Add an imperceptible pattern to a panda image; the network now sees a gibbon with high confidence.
From the chapter: Chapter 16: Ethics & Safety
Glossary: adversarial example, adversarial attack
Transcript
A photograph of a panda. The neural network classifies it correctly with 57 percent confidence.
Generate a small, carefully crafted perturbation. Each pixel changes by at most one part in a hundred. To human eyes, the image looks identical.
Add the perturbation to the original image. Pass through the network.
The network now classifies it as a gibbon, with 99 percent confidence.
How. The perturbation is the gradient of the loss with respect to the input, scaled small. It walks against the network's understanding of the panda class.
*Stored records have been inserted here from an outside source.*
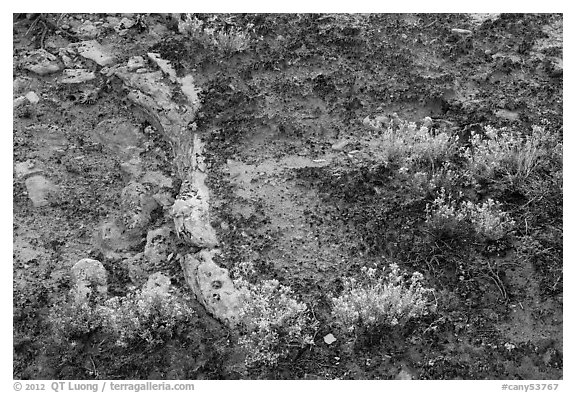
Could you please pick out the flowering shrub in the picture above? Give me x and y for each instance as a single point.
(151, 316)
(379, 300)
(403, 141)
(487, 219)
(148, 315)
(230, 41)
(510, 153)
(272, 322)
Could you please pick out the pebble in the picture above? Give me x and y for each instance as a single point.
(462, 31)
(329, 338)
(32, 97)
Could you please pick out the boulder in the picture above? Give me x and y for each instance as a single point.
(72, 76)
(158, 246)
(212, 286)
(157, 285)
(41, 62)
(88, 275)
(41, 191)
(92, 50)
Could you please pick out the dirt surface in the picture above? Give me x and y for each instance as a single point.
(295, 188)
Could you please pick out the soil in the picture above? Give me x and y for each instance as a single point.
(286, 197)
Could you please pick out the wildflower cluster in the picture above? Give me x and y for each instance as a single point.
(231, 40)
(404, 141)
(144, 315)
(378, 300)
(502, 152)
(487, 218)
(272, 322)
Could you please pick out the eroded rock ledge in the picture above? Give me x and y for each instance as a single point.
(153, 91)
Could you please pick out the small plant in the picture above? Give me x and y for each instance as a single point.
(405, 142)
(272, 322)
(502, 152)
(381, 300)
(229, 40)
(446, 217)
(145, 315)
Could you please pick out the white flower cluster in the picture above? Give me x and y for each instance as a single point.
(146, 315)
(487, 218)
(405, 141)
(232, 40)
(272, 322)
(381, 300)
(510, 152)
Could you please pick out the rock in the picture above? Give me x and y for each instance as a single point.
(461, 31)
(158, 246)
(157, 285)
(156, 178)
(124, 24)
(80, 75)
(32, 97)
(339, 146)
(135, 63)
(507, 115)
(19, 101)
(190, 91)
(41, 191)
(212, 286)
(41, 62)
(192, 222)
(329, 339)
(92, 50)
(87, 30)
(109, 238)
(136, 205)
(87, 275)
(26, 169)
(404, 375)
(164, 65)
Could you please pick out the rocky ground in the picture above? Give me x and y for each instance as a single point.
(109, 114)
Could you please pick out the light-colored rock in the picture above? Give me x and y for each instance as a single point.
(339, 146)
(41, 62)
(329, 339)
(32, 97)
(87, 30)
(109, 237)
(190, 91)
(461, 31)
(88, 274)
(41, 191)
(92, 50)
(136, 205)
(158, 246)
(212, 286)
(156, 178)
(124, 24)
(26, 169)
(19, 101)
(79, 75)
(157, 285)
(164, 65)
(192, 222)
(135, 63)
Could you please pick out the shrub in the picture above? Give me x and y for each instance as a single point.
(145, 315)
(409, 144)
(381, 300)
(230, 40)
(502, 152)
(486, 219)
(272, 322)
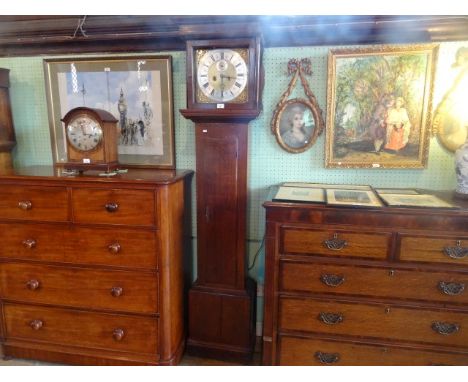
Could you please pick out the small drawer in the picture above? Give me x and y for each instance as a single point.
(316, 352)
(375, 321)
(374, 281)
(117, 206)
(441, 249)
(335, 242)
(79, 328)
(34, 203)
(124, 291)
(79, 245)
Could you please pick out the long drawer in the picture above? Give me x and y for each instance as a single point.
(314, 352)
(80, 328)
(434, 249)
(114, 206)
(374, 281)
(79, 245)
(88, 288)
(335, 242)
(37, 203)
(375, 321)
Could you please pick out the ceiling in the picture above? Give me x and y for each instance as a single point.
(40, 35)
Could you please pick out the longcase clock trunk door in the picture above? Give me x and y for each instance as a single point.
(220, 204)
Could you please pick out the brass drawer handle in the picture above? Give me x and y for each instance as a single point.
(457, 252)
(111, 207)
(118, 334)
(114, 248)
(29, 243)
(330, 318)
(332, 280)
(24, 205)
(445, 328)
(33, 284)
(327, 357)
(36, 324)
(451, 289)
(116, 291)
(335, 244)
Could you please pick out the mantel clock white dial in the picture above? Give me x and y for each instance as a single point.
(222, 75)
(84, 133)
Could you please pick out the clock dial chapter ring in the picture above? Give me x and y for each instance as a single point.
(84, 133)
(222, 76)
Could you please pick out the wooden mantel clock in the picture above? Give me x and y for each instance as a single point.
(224, 81)
(91, 139)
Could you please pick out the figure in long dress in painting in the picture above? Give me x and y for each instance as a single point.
(398, 126)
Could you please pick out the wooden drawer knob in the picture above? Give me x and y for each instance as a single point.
(335, 244)
(114, 248)
(24, 205)
(118, 334)
(33, 284)
(457, 252)
(451, 289)
(116, 291)
(330, 318)
(111, 207)
(327, 358)
(445, 328)
(29, 243)
(36, 324)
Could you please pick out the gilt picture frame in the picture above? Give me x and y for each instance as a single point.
(352, 197)
(379, 104)
(137, 90)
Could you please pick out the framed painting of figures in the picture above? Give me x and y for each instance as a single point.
(379, 105)
(136, 90)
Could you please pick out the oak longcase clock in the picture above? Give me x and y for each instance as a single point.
(224, 80)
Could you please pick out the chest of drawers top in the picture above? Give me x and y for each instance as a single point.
(43, 193)
(391, 218)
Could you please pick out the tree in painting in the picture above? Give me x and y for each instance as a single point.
(379, 106)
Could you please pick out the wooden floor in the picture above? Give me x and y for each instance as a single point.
(186, 361)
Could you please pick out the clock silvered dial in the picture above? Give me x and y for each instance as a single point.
(222, 75)
(84, 133)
Even tiny gradients accumulate over hundreds of dimensions.
This is the projected gradient descent attack, or its single-step cousin, the fast gradient sign method. They reliably fool any classifier given white-box access.
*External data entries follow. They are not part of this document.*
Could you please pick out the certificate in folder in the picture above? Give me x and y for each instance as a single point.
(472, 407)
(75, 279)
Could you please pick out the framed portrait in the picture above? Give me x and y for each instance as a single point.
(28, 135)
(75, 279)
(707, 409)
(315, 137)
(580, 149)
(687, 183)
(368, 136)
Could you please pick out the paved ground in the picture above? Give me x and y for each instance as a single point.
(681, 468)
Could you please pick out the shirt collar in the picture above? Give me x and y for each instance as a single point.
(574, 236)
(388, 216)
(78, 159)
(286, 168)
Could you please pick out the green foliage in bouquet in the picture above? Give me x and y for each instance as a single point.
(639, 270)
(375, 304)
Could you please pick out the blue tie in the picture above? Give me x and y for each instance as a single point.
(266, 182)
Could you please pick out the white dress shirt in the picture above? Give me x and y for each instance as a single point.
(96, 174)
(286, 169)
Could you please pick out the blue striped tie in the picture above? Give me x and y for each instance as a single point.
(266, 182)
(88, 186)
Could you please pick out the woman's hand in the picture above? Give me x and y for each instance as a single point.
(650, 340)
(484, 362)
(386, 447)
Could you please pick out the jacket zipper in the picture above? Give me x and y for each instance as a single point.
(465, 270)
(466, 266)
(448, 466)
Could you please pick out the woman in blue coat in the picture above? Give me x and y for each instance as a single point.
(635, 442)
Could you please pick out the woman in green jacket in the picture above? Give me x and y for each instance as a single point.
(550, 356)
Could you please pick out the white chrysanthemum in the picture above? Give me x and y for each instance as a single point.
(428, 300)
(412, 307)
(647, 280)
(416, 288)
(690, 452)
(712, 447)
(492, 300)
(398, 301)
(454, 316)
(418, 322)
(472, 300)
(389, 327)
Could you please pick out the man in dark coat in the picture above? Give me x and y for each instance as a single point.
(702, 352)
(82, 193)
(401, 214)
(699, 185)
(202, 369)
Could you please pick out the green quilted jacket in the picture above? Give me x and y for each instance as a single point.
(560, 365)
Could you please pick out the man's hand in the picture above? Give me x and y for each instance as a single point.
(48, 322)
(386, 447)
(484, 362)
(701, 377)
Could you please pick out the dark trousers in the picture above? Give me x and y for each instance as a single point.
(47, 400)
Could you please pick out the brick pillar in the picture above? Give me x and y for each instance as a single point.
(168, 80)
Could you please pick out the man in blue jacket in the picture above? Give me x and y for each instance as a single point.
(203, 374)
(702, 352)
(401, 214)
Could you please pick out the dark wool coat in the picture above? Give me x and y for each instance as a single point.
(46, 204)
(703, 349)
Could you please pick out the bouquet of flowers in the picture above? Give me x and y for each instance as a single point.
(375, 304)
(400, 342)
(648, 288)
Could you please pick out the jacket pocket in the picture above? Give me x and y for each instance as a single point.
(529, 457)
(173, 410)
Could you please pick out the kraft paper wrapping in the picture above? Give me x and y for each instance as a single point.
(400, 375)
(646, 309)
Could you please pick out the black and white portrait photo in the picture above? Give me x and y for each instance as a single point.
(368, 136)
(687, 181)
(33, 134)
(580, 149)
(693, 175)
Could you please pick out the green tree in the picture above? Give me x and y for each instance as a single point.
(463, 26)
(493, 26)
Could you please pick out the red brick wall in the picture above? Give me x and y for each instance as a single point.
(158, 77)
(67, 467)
Black-box attacks transfer between models. A perturbation crafted on one network fools many others. Adversarial examples are not idiosyncratic; they exploit shared blind spots.
Adversarial training. Augment the training set with perturbed copies. The network becomes more robust, but rarely matches a clean classifier on clean inputs. There is a fundamental robustness-accuracy trade-off.
Why this matters. Self-driving cars must classify stop signs correctly even when stickers are added. Medical models must not be tricked by imaging artefacts. Adversarial examples reveal that high benchmark accuracy does not imply human-level perception.
The frontier. Provable robustness, certified bounds, randomised smoothing, and adversarial robustness research more broadly.